Southern's largest utility, Georgia Power, said a revised timetable from a construction consortium of Westinghouse Electric and CB&I/Stone & Webster would delay the estimated in-service date for Vogtle unit 3 to mid-2019 from late 2017 and Vogtle unit 4's completion to mid-2020 from late 2018, according to a regulatory filing.
Georgia Power, which owns a 45.7pc stake in the two new AP1000 reactors, and the construction consortium have been at odds over the project timeline and who will pay costs created by the delay since construction began to slip. Litigation is pending.
When announced, Vogtle unit 3 was scheduled to be completed on 1 April 2016, with Vogtle unit 4 one year later at a cost of \\$6.1bn for the utility.
An independent monitor overseeing construction progress for state regulators predicted the delay in a report last November. The report noted that the consortium was making acceptable progress on the turbine facility, cooling towers and support structures at Vogtle, but had fallen further behind on fabrication, assembly and installation of structural modules and shield building modules.

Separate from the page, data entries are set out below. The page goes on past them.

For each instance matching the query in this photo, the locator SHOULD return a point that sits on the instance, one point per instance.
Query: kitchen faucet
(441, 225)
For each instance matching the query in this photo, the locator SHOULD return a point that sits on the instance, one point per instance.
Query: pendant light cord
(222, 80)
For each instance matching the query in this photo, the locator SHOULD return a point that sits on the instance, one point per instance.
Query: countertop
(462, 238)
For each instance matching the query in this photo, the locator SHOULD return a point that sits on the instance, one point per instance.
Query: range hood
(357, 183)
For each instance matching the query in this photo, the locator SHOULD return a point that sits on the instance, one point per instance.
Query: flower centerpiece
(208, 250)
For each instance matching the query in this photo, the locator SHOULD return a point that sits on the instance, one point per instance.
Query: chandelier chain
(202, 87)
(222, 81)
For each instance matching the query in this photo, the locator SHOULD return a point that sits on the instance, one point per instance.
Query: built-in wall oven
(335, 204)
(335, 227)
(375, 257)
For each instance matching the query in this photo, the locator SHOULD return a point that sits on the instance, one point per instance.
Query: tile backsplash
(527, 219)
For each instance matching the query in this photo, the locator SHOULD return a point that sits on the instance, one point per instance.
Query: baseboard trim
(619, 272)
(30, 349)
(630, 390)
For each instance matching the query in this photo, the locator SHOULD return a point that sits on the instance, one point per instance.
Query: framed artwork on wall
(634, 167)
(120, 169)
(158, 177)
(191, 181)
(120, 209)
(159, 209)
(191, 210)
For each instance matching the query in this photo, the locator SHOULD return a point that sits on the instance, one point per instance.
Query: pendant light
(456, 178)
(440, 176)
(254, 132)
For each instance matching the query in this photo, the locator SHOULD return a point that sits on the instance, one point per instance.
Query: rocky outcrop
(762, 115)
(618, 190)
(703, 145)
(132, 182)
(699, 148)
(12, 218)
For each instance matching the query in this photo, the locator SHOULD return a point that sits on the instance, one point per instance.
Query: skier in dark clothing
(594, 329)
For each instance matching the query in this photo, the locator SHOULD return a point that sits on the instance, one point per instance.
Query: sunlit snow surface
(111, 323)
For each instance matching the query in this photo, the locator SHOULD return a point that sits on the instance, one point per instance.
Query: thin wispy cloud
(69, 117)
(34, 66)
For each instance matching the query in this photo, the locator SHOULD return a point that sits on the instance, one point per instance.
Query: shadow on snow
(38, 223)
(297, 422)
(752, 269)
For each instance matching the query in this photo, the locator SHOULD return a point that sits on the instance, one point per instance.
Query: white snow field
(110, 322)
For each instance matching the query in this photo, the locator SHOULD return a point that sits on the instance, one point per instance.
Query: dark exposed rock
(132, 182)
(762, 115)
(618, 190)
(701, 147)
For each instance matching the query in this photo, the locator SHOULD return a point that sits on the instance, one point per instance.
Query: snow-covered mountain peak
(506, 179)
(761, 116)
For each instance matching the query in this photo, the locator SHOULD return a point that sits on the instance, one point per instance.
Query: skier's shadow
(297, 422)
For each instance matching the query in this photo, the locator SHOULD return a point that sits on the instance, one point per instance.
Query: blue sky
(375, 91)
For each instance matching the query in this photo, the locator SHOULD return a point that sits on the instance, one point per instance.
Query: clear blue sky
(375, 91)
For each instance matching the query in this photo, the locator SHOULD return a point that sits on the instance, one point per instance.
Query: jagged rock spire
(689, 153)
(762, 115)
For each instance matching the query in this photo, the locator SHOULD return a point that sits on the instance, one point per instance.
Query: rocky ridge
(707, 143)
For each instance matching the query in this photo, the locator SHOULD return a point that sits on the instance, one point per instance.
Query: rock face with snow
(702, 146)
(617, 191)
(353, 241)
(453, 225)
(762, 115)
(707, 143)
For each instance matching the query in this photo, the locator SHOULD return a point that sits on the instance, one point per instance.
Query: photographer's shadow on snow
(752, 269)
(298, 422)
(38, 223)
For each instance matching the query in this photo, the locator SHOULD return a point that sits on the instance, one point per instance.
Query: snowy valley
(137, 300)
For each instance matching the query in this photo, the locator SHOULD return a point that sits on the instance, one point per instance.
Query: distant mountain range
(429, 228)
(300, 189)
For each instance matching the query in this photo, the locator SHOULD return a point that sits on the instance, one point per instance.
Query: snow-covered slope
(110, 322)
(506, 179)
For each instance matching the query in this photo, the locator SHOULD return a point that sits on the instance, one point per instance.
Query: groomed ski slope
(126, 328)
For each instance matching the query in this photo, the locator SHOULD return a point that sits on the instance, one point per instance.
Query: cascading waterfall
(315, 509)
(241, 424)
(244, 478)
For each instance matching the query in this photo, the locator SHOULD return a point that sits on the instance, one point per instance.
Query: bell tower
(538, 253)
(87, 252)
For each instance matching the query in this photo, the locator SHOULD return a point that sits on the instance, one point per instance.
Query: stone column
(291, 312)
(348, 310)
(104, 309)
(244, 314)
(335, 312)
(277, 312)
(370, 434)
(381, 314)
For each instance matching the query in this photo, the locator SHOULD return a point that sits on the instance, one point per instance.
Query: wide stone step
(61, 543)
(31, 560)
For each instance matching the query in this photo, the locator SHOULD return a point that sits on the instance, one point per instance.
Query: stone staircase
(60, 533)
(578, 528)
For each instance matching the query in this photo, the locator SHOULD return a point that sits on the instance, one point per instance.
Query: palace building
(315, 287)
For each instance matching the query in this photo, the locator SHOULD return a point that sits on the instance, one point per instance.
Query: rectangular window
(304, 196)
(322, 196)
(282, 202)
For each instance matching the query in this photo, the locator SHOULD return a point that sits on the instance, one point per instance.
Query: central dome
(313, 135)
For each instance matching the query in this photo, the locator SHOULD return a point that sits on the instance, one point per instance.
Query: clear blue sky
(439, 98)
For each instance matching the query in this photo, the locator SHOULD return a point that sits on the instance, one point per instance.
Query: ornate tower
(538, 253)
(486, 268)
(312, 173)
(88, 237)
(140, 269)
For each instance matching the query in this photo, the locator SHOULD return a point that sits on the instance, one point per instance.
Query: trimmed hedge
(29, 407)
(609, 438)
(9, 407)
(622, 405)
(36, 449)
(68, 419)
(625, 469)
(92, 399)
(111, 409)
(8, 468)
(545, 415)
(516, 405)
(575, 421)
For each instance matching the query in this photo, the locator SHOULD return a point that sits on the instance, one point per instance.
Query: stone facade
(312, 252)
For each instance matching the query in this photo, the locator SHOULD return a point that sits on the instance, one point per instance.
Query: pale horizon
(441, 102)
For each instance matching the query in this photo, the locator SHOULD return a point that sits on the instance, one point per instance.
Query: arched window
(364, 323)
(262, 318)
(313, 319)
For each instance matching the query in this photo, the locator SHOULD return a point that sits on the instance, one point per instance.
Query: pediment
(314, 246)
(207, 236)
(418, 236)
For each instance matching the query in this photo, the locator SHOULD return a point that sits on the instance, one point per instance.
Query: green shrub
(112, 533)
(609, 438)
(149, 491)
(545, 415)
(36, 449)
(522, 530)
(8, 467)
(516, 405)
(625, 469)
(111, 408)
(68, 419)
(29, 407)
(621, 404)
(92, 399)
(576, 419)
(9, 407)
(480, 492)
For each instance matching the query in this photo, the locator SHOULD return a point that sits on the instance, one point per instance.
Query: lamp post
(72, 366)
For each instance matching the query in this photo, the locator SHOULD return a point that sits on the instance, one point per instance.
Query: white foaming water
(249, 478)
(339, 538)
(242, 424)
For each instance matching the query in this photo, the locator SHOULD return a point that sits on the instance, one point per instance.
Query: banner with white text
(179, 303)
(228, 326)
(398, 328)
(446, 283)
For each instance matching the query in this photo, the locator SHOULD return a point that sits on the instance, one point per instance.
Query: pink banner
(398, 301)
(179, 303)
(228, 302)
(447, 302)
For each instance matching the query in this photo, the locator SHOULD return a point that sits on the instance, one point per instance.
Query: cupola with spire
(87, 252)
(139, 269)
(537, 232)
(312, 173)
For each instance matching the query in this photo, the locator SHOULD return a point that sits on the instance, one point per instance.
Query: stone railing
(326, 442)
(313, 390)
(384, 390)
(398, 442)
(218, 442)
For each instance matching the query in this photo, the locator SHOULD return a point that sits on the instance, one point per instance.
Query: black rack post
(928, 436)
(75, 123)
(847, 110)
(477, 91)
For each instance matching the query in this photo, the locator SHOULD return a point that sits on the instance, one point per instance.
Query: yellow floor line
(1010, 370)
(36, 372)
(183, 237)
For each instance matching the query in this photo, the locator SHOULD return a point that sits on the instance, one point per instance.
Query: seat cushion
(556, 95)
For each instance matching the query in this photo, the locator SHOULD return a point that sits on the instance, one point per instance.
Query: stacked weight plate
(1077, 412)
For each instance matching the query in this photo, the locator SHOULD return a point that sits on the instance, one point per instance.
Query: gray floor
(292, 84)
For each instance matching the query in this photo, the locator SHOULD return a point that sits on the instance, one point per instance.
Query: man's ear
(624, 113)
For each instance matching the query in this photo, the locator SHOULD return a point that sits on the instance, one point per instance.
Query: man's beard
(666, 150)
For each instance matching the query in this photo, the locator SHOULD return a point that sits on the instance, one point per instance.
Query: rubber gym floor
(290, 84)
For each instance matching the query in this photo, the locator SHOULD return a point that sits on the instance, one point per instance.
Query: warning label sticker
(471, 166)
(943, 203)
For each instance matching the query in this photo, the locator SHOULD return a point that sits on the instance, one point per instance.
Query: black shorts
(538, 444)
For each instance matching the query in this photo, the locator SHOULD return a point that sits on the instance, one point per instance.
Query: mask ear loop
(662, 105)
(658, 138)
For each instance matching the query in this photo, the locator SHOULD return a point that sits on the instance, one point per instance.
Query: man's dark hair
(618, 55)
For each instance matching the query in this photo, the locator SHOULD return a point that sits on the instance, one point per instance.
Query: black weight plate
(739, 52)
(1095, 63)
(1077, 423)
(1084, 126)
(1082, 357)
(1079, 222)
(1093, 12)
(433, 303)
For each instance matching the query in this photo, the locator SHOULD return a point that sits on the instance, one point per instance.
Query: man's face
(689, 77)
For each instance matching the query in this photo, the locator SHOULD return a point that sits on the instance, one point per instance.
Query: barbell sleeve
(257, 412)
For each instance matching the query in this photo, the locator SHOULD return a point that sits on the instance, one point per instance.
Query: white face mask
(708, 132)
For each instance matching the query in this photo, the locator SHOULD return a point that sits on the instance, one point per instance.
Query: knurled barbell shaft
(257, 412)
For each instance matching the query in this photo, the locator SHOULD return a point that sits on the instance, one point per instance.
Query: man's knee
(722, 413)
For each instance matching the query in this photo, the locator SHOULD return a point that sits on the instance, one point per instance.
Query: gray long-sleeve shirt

Georgia Power also cited delays in the receipt of remaining permits needed to operate the new reactors. The utility said it has not agreed to changes in the guaranteed completion dates in its contract with the consortium and "does not believe that the contractor's revised forecast reflects all efforts that may be possible to mitigate" the delay.
The utility said the contractor is responsible for costs related to the construction delay and any costs to accelerate construction to shorten the delay.
Added financing costs are USD30mn per month. Georgia Power will incur property tax, compliance and oversight costs that will increase its capital cost by USD10mn per month until the units enter service.
Georgia Power said it will address cost and schedule issues in its next construction monitoring report to be filed with the Georgia Public Service Commission on 27 February.
Scana, which began building two identical AP 1000 reactors in South Carolina at the same time Georgia Power did, raised its cost estimate last year and said completion of its first reactor would be delayed to late 2018 or early 2019, with the second unit coming on line in 2020.
The more delayed construction becomes, the harder it is for contractors to compress the remaining schedule to catch up, Vogtle's construction monitor said.